[rabbitmq-discuss] Active/Active: shutdown of one service brings down the cluster

Mon Feb 13 18:09:44 GMT 2012

On 10/02/12 00:20, Vadim Chekan wrote:
> I think we nailed down a problem. We had a channel leak in our
> application. With ~50 connections we had >90 channels per connection and
> growing. This definitely correlates to high CPU usage.
>
> What I still do not understand either it triggered rabbit into unstable
> state or it was something else. Maybe increasing latencies in message
> handling triggered cluster members into flipping neighbor aliveness
> status back and force?
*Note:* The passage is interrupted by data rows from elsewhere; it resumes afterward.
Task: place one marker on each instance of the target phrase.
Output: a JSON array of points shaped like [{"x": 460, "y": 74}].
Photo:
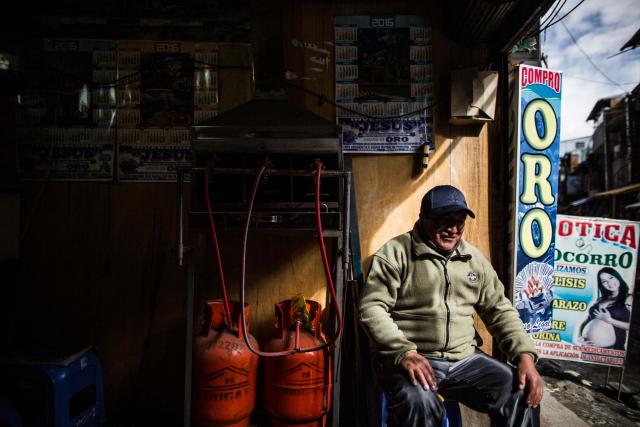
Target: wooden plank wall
[
  {"x": 387, "y": 191},
  {"x": 98, "y": 265}
]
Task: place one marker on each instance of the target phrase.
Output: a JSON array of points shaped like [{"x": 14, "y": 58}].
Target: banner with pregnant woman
[{"x": 593, "y": 282}]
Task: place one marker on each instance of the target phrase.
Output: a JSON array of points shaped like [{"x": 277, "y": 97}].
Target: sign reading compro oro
[
  {"x": 536, "y": 135},
  {"x": 593, "y": 282}
]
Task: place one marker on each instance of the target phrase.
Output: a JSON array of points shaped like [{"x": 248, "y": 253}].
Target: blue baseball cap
[{"x": 444, "y": 199}]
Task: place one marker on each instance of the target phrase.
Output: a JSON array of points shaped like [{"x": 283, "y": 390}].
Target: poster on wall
[
  {"x": 594, "y": 280},
  {"x": 65, "y": 122},
  {"x": 537, "y": 139},
  {"x": 383, "y": 68},
  {"x": 165, "y": 88}
]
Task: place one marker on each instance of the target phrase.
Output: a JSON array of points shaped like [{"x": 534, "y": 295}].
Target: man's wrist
[
  {"x": 405, "y": 354},
  {"x": 526, "y": 355}
]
Just speculating here: could timeouts because of
> high load cause network fragmentation, when every node temporally does
> not see neighbors, becomes a master, than see a neighbor, freak out, etc?

That's plausible, but I don't think that's what's happening (there's 
nothing about network partitioning in the logs).

> I've attached logs from all 3 cluster members. They are polluted with
> load balancer "ping".

Thanks. I've had a poke at this but nothing is leaping out at me yet. 
I'll keep at it though.

One thing that's a bit odd: you seem to be creating HA / transient / 
autodelete / exclusive queues. So although they're "HA", they will 
vanish if any of the following happens:

* The entire cluster goes down (transient) or
* All consumers for a queue cancel (autodelete) or
* The connection that created them closes (exclusive)

Is this intentional? It seems like an odd use of HA.

Cheers, Simon

-- 
Simon MacMullen
RabbitMQ, VMware